I actually think there's a decent chance of this happening, and that a whole host of horrors will be unleashed if it does.
They seemed pretty good at it until about the mid 70's.
Do you mean the aerospace or atomics sectors? Defence sort of counts as tech, it certainly would've then when it was the leading sector of the economy... It's an interesting question of how one defines technology.
I meant more stuff like this, but generally wasn't the zeitgeist of the post war period one of science / rationality / industrialization / technology?

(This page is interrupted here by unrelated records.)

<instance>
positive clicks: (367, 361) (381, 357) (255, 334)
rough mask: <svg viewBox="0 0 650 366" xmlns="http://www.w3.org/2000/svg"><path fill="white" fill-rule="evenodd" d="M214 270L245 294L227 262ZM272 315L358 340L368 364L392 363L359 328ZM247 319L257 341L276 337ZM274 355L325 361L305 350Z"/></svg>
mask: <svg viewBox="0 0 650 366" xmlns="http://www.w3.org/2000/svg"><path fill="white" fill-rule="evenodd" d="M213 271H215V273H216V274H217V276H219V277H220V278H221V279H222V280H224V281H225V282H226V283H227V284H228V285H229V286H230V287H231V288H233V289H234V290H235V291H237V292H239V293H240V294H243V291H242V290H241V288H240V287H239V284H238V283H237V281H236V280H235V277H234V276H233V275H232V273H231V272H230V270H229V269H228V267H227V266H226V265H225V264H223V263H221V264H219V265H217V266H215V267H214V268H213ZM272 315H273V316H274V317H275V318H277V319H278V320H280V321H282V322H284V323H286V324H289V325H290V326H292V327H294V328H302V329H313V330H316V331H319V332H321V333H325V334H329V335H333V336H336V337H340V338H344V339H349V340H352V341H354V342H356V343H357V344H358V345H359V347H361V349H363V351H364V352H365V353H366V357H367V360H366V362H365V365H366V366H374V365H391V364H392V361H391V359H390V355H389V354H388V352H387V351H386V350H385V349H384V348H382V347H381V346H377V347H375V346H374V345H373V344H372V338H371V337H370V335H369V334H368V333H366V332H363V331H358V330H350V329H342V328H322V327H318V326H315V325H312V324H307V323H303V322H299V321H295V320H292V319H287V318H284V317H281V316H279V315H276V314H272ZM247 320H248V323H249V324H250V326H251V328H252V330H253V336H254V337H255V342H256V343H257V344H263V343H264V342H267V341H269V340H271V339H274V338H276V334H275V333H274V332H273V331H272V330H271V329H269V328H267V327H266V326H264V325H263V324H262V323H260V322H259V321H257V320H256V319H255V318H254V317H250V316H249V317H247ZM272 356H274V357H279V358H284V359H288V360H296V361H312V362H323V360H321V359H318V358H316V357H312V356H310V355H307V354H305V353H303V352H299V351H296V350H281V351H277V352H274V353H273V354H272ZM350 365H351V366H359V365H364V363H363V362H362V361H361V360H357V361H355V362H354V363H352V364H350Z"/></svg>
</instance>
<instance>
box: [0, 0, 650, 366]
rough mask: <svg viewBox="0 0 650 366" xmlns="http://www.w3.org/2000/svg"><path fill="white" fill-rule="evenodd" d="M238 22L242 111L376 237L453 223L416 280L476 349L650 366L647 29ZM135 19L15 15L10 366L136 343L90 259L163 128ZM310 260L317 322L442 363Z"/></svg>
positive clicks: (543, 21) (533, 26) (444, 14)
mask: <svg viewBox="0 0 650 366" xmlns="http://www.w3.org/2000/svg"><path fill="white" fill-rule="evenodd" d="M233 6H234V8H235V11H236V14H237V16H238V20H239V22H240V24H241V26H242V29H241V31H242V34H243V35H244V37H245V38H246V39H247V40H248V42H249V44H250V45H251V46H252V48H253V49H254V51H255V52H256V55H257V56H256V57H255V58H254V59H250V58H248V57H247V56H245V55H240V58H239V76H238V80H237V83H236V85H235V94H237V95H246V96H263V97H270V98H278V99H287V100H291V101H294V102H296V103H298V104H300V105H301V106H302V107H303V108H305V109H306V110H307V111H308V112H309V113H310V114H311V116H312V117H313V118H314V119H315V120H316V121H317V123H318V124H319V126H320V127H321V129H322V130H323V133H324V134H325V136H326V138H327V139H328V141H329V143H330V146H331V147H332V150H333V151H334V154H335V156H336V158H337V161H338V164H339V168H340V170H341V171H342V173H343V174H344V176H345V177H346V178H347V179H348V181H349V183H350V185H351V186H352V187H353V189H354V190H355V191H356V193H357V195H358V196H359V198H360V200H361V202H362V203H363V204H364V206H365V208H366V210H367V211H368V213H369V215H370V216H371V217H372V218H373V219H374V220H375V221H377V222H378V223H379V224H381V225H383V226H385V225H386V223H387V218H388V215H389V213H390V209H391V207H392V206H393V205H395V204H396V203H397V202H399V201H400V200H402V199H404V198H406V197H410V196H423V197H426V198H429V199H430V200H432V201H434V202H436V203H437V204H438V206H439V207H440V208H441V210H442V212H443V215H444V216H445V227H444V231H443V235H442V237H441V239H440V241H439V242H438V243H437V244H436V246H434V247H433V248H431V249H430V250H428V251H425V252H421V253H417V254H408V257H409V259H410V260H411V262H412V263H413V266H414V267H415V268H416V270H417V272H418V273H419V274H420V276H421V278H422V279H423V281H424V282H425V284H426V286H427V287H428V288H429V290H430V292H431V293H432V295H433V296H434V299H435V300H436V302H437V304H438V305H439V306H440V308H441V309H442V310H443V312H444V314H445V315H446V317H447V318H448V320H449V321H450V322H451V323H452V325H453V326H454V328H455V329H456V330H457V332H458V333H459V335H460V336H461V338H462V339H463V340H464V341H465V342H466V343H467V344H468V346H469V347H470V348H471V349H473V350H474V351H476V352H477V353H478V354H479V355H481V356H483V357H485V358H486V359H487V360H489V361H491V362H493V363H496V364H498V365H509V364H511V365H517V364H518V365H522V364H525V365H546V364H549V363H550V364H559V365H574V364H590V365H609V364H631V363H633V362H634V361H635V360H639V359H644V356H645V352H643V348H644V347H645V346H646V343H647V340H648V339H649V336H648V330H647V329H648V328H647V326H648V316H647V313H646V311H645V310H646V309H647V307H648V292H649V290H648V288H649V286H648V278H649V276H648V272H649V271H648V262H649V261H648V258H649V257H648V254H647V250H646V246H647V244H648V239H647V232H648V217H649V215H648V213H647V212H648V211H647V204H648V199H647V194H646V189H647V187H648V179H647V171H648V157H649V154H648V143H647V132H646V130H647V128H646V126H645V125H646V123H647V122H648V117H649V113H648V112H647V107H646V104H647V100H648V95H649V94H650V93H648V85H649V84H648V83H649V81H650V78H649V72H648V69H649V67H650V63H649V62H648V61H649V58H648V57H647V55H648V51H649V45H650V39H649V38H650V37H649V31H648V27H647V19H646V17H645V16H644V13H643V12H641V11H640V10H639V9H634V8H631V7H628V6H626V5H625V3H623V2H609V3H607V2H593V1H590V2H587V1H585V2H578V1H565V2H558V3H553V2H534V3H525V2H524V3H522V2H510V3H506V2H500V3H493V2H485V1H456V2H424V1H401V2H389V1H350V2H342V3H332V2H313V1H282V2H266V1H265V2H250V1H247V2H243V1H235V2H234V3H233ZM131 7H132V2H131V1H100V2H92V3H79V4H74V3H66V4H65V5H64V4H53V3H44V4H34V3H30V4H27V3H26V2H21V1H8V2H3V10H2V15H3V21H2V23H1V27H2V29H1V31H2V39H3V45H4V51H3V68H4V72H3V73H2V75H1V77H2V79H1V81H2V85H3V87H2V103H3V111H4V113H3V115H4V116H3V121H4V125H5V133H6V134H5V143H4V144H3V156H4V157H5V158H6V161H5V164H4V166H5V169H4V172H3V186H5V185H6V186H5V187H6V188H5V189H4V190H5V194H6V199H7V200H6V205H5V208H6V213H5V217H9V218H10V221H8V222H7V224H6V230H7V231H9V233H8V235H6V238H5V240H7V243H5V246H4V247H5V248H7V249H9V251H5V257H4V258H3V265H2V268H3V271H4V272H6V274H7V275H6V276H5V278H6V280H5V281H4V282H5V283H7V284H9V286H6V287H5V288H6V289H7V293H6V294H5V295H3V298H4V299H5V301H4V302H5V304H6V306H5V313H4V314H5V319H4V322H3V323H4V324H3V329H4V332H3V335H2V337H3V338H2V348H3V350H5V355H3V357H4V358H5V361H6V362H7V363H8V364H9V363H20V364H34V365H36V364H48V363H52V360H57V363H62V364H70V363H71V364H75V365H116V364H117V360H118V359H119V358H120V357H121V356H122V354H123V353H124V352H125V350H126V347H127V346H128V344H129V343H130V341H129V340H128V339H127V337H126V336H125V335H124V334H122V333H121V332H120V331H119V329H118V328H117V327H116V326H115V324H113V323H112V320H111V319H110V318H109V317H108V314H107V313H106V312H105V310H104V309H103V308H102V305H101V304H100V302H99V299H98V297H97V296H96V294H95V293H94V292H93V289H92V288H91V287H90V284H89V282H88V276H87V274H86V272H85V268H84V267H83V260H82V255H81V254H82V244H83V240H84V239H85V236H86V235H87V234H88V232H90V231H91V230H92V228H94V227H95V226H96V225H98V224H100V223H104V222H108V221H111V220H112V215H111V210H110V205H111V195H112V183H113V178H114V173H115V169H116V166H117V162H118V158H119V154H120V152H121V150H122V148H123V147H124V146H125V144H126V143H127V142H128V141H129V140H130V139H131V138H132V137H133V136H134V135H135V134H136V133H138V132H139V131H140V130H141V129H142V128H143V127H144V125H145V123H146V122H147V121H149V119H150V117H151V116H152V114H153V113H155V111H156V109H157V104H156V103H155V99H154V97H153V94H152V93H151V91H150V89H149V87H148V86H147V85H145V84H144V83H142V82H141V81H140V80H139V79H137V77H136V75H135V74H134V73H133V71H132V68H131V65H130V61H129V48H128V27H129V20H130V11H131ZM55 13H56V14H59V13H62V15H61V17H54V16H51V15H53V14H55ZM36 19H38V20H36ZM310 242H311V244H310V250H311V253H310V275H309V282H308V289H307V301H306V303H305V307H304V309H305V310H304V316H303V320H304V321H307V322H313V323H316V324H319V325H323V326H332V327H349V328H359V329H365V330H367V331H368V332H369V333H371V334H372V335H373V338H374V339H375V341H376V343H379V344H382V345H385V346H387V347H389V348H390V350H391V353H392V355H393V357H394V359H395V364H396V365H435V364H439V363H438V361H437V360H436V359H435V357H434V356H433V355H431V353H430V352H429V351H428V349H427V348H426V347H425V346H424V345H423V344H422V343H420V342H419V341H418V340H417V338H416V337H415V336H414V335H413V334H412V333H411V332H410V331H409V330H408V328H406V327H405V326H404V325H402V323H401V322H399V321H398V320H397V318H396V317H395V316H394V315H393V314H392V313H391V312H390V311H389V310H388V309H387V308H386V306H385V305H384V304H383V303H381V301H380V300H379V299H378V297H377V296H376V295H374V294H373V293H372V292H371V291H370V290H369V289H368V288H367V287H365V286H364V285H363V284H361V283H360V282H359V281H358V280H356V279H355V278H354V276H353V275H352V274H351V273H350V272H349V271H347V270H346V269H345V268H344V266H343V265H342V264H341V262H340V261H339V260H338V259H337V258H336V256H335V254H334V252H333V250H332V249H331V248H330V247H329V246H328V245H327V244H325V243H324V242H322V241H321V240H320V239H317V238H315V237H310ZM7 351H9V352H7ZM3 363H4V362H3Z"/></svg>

Oh technology generally was more fashionable back then. Scientific prestige was higher. Tom Swift was the hero in 'Tom Swift and his Atomic Earth Blaster'!
I really think lobotomies come under the aegis of medicine. Eugenics too, for that matter. Medicine just doesn't feel like tech, it feels like something else. The pharma-industrial complex has a different essence to the military-industrial complex or the big tech that we know today IMO. They tend to hold less of the limelight, the profile of Pfizer and Johnson&Johnson was very low compared to tech. Musk, Zuckerberg, Gates, Bezos... these are mighty names! Who has heard of Alex Gorsky, former CEO of J & J? But on the other hand, they are called biotech companies.
With tech, I think it's a case of the more physics are involved, the techier it gets. Aerospace, ballistics, Silicon Valley, Massachusetts. Computer science is sort of like physics, it's all precise rules and mathematics. I reckon the bombards that were used to break the walls of Constantinople would be classified as tech, that's physics/engineering.